A variação constante na performance financeira das coleções de arte em relação aos movimentos comuns do mercado também compõe uma caraterística particular dos investimentos em arte. O texto “Art Investing in Times of Inflation” expande seu estudo para essa discussão e destaca várias razões para essas flutuações. Primeiramente, existe o risco de preço específico à transação, influenciado de maneira imprevisível pela liquidez do mercado de arte e pelas avaliações dos compradores potenciais no momento da transação. Isso contribui para a heterogeneidade nas avaliações e nos resultados dos leilões. Além disso, os retornos das obras de arte apresentam uma “assimetria” significativa, com muitas obras apresentando valorizações e retornos moderados, enquanto uma fração muito pequena alcança retornos extremamente altos, semelhante ao mercado de capital de risco. A concentração é outra característica marcante das coleções de arte, onde uma pequena porcentagem das obras pode representar a maior parte do valor total da coleção, ampliando a importância dos fatores de risco específicos ao investimento. Por fim, há diferenças sistemáticas entre os critérios considerados por compradores de arte em termos dos retornos de investimento que realizam – ou seja, das obras que vendem – influenciadas por gostos, conhecimento artístico, acesso a informações, e objetivos de investimento variados. Portanto, índices de preços de arte não capturam com precisão a experiência de investimento da maioria dos compradores, devido à concentração de portfólios e elementos específicos de retorno de obras e artistas, além da natureza lotérica do investimento em arte, que distingue os retornos do mercado da experiência do investidor médio em arte.

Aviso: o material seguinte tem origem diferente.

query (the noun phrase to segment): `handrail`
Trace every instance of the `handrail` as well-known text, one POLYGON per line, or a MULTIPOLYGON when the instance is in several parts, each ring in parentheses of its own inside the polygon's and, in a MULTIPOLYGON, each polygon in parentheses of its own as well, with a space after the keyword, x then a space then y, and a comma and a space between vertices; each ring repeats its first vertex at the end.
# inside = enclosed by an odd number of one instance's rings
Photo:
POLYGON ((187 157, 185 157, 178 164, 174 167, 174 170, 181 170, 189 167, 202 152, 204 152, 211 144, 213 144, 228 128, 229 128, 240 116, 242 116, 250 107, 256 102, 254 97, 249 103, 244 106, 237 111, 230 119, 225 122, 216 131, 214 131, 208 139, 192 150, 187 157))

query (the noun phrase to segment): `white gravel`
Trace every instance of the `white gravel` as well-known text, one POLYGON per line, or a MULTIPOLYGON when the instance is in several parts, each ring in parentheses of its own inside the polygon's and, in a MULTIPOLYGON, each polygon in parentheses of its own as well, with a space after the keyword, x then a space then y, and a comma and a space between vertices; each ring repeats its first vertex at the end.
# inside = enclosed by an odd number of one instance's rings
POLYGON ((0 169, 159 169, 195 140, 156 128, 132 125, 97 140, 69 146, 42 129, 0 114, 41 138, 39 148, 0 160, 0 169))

Contudo, como apresentado anteriormente, a participação no mercado cultural e o investimento em arte não é apenas uma escolha financeira. Além do valor e apego emocional das obras de arte e da sua estima subjetiva e histórica, o investimento em arte também auxilia no enriquecimento sociocultural das regiões, aumentando a valorização de diferentes culturas e artistas regionais. As organizações artísticas envolvidas no processo de produção e disseminação de arte, por sua vez, contribuem significativamente para a manutenção do patrimônio cultural de um país, auxiliando também na expansão da economia local e na atração de um maior número de investimentos para a região, promovendo o crescimento e desenvolvimento de diversas regiões.

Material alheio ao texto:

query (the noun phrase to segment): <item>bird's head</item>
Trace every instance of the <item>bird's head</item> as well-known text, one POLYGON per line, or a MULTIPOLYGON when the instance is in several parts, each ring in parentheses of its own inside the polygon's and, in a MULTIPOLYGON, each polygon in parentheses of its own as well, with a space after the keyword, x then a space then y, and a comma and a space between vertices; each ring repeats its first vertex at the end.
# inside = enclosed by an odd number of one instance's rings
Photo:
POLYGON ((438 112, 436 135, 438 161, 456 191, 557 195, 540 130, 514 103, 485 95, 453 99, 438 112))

Dessa forma, é evidente que a adição de investimentos em arte em um portfólio pode trazer benefícios como a diversificação de ativos, a proteção contra a inflação e a possibilidade de obter retornos financeiros significativos. Além disso, as recompensas para esse tipo de investimento não são apenas monetárias, tendo o potencial de gerar gratificação emocional e também proporcionar maior enriquecimento sociocultural como um todo. No entanto, é necessário atenção e estudo antes de um investimento de caráter artístico, uma vez que o mercado de arte pode ser volátil e que a avaliação de uma obra possui um grau significativo de subjetividade, o que pode aumentar o risco desses investimentos.

Referências:

Mamarbachi, Raya et al. Evaluating art as an alternative investment asset. Journal of financial transformation 24 (2008): 63-71.

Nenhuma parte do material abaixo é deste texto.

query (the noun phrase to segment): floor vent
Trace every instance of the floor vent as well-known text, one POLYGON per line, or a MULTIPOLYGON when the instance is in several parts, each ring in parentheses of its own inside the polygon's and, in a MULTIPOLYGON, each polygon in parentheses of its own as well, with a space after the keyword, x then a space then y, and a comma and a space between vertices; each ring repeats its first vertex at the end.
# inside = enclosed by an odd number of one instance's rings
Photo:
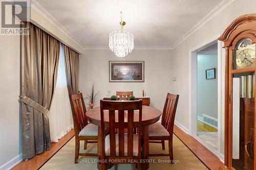
POLYGON ((198 119, 218 129, 218 119, 203 114, 203 117, 198 116, 198 119))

Frey, B., & Pommerehne, W. (1989). Art Investment: An Empirical Inquiry. Southern Economic Journal, 56, 396.

McAndrew, C. (2023). The Survey of Global Collecting 2023. Art Basel & UBS Report

Chambers, D., Dimson, E., and Spaenjers, C. (2020).  Art as an asset: Evidence from Keynes the collector. Review of Asset Pricing Studies 10, 490-520.

Spaenjers, C. (2023). Art investing in times of inflation. Art Basel.